Taxpayers are paying the Treasury four times as much CGT as they did 10 years ago.

The tax take for 2024-25 is projected to reach £13.7 billion, rising to £25.5 billion by the end of the current Parliament.

Tinkering with tax rates

One of the main drivers of seemingly ever-increasing CGT is successive governments tinkering with tax rates for property investors.

The annual exempt amount (AEA) works like the personal allowance for income tax, providing a tax-free amount before investors start to pay CGT.

The AEA has collapsed from £12,300 a year in 2022-23 to £3,000 in 2025-26.

At the same time, the AEA has fallen, and tax rates for those disposing of a property that is not their main home have risen.

The rate for basic rate (20 per cent) taxpayers has increased from 10 per cent to 18 per cent, while higher rate taxpayers (40 per cent or more) have seen CGT rise from 20 per cent to 24 per cent.

A basic rate taxpayer would have paid £770 CGT on a £20,000 gain in 2022, but the same gain attracts a CGT bill of £3,060 today. A higher rate taxpayer would have had a bill of £1,540 on the same gain in 2022, but now pays £4,080.

Ways to cut your CGT bill

Married property investors who own a property in their name should consider transferring a share of the asset to their partner to claim their AEA, doubling their tax-free cash.

The transfer involves completing and filing a form with HM Revenue & Customs. The process is straightforward. An accountant or solicitor can easily file the paperwork for you.

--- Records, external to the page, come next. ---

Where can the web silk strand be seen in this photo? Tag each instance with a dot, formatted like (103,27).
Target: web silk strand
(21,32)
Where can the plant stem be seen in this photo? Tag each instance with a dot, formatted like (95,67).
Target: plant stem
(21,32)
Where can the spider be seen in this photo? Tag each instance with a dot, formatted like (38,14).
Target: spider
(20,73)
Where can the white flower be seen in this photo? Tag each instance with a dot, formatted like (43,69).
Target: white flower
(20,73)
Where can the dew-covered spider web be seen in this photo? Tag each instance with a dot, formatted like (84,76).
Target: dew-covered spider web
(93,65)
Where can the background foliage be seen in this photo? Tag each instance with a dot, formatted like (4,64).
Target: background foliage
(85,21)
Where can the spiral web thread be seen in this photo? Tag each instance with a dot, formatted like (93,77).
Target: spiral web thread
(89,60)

Don't forget that CGT is only due when a property or other taxable asset is sold or disposed of. Paper profits do not count, so no tax is due on a home bought in 2001 for £50,000 that is now worth £180,000 or more until you relinquish ownership.

Principal Private Residence relief (PPR) can reduce CGT for investors who lived in a property as their main home for some of the time they owned it. The relief removes the period of residence plus nine months from the CGT calculation.

For example, if a home was owned for 20 years and was rented out for nine years and three months, 50 per cent of the gain is exempt from tax (Time lived in plus nine months).